Looney Labs Icehouse Mailing list Archive

Re: [Icehouse] Some questions for icehouse game designers for college students creating their own games

  • FromAndy Looney <andy@xxxxxxxxxxxxxx>
  • DateThu, 12 Feb 2009 13:51:35 -0500
# Why did you use the Tree house pyramids to make your game?

Because I invented the pyramids! And even after 20 years I can't stop thinking up new ways to play with them...

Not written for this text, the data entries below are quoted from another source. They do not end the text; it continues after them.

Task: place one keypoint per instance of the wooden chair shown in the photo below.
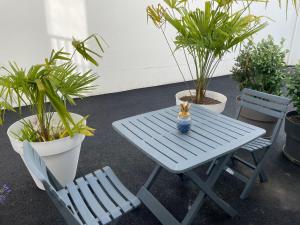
(272, 105)
(97, 198)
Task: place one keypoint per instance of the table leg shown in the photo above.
(164, 216)
(161, 213)
(214, 175)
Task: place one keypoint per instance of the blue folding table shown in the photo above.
(212, 136)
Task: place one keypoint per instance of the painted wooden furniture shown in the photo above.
(97, 198)
(212, 136)
(275, 106)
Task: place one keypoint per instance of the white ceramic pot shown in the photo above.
(61, 156)
(210, 94)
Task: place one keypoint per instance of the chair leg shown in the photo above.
(114, 222)
(252, 180)
(262, 176)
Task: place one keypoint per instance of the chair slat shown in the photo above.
(262, 109)
(264, 103)
(272, 98)
(124, 205)
(122, 189)
(102, 196)
(80, 205)
(63, 194)
(92, 202)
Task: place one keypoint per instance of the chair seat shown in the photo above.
(257, 144)
(98, 198)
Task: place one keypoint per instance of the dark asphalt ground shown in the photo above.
(276, 202)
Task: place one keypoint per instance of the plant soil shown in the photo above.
(295, 118)
(206, 101)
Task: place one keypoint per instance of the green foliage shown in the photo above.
(56, 81)
(294, 87)
(205, 34)
(260, 66)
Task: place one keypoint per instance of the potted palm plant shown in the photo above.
(47, 88)
(292, 119)
(205, 36)
(260, 67)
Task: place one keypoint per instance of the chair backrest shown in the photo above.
(272, 105)
(39, 169)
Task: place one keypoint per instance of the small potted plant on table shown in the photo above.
(46, 88)
(204, 36)
(292, 119)
(260, 67)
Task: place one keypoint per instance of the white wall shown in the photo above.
(137, 55)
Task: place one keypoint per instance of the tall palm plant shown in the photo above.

# How did you get your idea?

Sorry, I can't reveal that, it's a Trade Secret. :) Seriously, inspiration is one of the hardest things to get a handle on sometimes. Where do ideas come from? The thought muscles in my brain just does it, and not usually on a useful or predictable schedule. There's a great quote from Captain James T. Kirk: "Genius does not operate on an assembly-line basis, you can't simply say, 'Today I will be brilliant!'" Sometimes the idea is the hardest part. But there's another quote I love which also applies, from Stephen Peek's book GAME PLAN: The Game Inventor's Handbook: "Ideas float freely in the air, waiting to be picked like fruit." As Jacob has already said, ideas are everywhere, the trick is finding that one awesomely great idea in the haystack.

# Could you describe the process you go through to turn your idea into a
# finished game?

Here's an article I recently wrote that might be helpful, about the design history of my most recently published Icehouse game, World War 5:

<http://www.wunderland.com/WTS/Andy/Games/WW5/DesignHistory.html>

I basically describe the whole process I went through in creating that game, from idea I brooded about for literally years to an actual finished which I designed and developed in about 2 weeks.

I would also direct your attention to this list of my Game Design Principles:

<http://www.wunderland.com/WTS/Andy/Games/DesignPrinciples.html>

... and to these interview questions I answered from another student some while ago:

<http://www.wunderland.com/WTS/Andy/Games/VGinterview.html>

Good luck and have fun thinking up new ways to play with pyramids!